Mark Warren had unfortunately been injured late in the first half, bringing on fellow newbie Danny Steele for his debut. Whether inexperience or just bad luck, with the game in injury-time at the end of the first half, Steele clumsily bundled into Mark McCammon in the box, and referee Paul Taylor had no hesitation pointing to the spot. Gutting as it was, as it wasn’t a clear-cut decision, it was certainly one of those incidents where you’ll see them given. Irishman Stephen Hunt wasn’t complaining, and calmy slotted past Richard McKinney to give Brentford an ill-deserved lead.

The second half was all about the U’s spirit, fight and determination to get back into the game, and they certainly gave it a decent go. With no breakthrough approaching the halfway point of the second half, Whitton sacrificed Mick Stockwell in midfield, bringing on striker Kevin ‘Krapley’ Rapley, and 15 minutes later Lloyd Opara for Adrian Coote in a straight swap. All to no avail though, and although both Dean Morgan and Lloyd Opara brought off excellent saves from ‘keeper Paul Smith, we just couldn’t find the breakthrough we deserved in a dominant second half display. Credit also must go to Bees, despite their early season form, and their relatively young age as a squad, they were savvy enough to know they were under the cosh and needed to shut up shop effectively if they wanted to head home with 3pts – which they did.

Colchester United 0 Brentford 1 (Stephen Hunt 45+2’p)

Not the result I was hoping for on what was basically my birthday weekend, but it wasn’t all doom and gloom.

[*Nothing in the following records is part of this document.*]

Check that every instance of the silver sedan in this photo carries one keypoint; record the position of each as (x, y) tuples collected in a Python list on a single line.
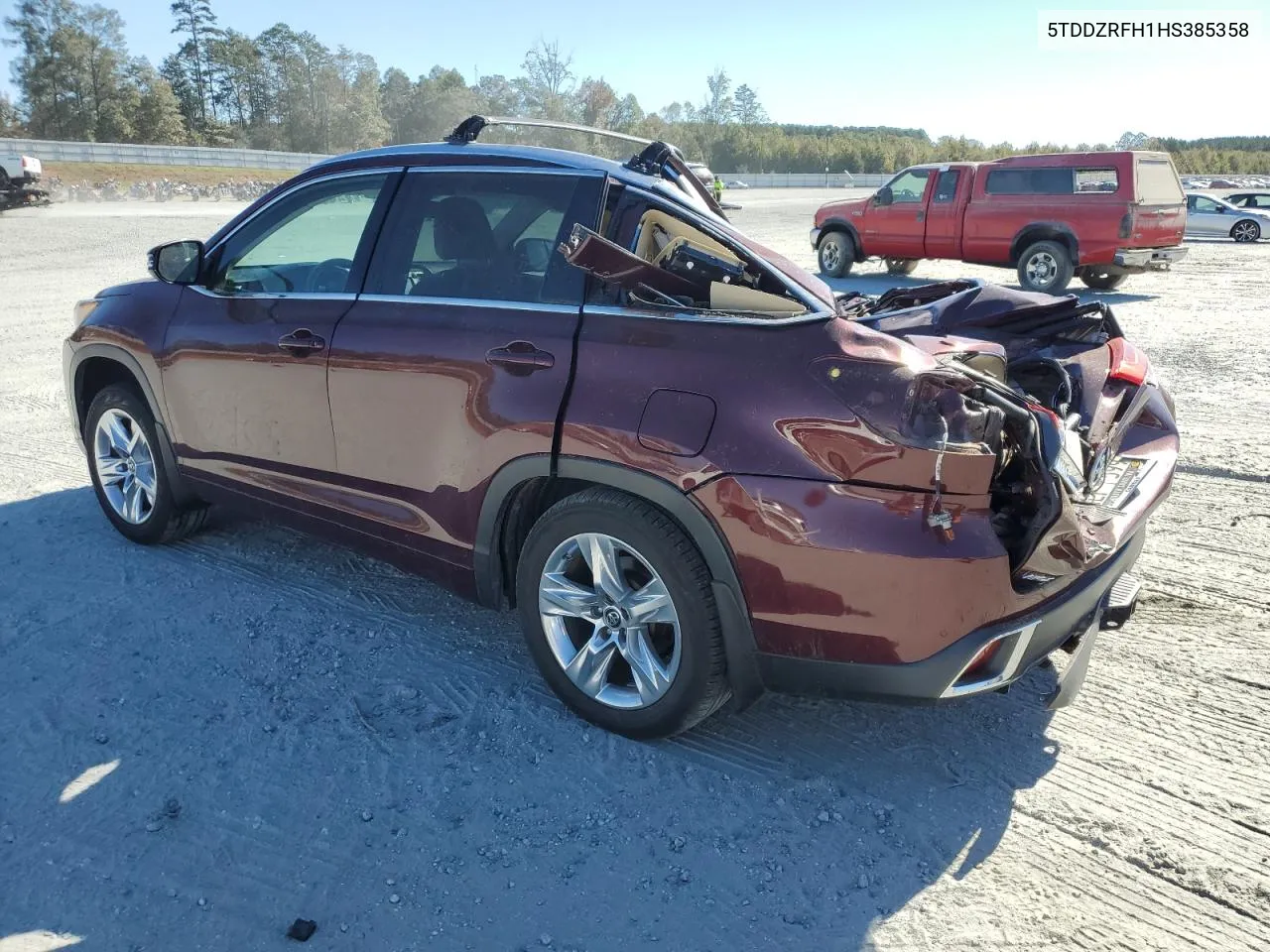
[(1211, 217)]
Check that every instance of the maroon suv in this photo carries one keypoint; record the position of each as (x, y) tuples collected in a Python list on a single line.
[(568, 385)]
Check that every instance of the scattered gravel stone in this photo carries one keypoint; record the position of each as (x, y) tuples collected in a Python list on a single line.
[(302, 929)]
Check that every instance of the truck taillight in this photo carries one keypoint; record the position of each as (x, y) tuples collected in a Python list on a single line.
[(1127, 225), (1128, 363)]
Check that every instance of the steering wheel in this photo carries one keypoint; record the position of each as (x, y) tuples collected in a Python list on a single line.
[(329, 277)]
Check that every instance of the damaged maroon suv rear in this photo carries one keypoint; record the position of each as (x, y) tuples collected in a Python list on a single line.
[(570, 386)]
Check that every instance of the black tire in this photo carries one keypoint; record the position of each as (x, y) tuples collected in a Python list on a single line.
[(166, 521), (1101, 281), (1246, 231), (835, 254), (1046, 268), (699, 684)]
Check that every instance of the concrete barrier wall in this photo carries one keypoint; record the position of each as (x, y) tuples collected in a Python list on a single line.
[(158, 155)]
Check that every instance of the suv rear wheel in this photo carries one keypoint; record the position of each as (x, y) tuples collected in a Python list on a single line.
[(1101, 281), (128, 474), (835, 254), (617, 611), (1046, 267)]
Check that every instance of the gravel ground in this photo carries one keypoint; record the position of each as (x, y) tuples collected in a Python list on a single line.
[(202, 743)]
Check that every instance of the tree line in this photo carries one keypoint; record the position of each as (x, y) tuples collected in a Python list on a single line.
[(286, 90)]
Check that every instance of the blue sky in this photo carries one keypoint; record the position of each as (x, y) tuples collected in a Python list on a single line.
[(952, 68)]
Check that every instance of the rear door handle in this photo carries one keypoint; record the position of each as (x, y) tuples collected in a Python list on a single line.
[(520, 357), (303, 340)]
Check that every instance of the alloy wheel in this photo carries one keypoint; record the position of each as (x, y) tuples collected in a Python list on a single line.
[(125, 466), (610, 621), (1245, 231), (1042, 270)]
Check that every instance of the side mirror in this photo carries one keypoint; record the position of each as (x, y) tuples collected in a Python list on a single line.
[(534, 255), (177, 262)]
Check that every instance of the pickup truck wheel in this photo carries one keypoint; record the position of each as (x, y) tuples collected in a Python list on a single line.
[(1246, 231), (1046, 267), (837, 253), (1101, 281)]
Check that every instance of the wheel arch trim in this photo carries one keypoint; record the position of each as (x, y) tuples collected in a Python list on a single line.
[(1044, 231), (490, 571), (835, 223), (79, 407)]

It had been a spirited performance, with the U’s clearly the better side, we just couldn’t break through a determined Brentford rearguard after they’d nicked a lead with a somewhat contentious penalty decision. However, didn’t stop me heading down to the Greyhound to spend the evening with mates I hadn’t seen for a while.

Winning the last two matches in August, the U’s seemed to be heading in the right direction, before a disastrous run from September to the end of January, winning just three more matches and leaving us deep in the relegation zone, saw Steve Whitton hand in his resignation. The Parky effect when Phil Parkinson took over was almost instantaneous, and by the end of the season we reached 12th place, our highest league placing for 23 years.

Brentford’s early form continued through August, earning Downes the Manager of the Month award, but it was clearly papering over the cracks of a young inexperienced squad hastily bolted together. They struggled for the remainder of the season, and with more players released in March, including McCammon, and an injury list as long as your arm, they eventually finished well behind the U’s in 16th place.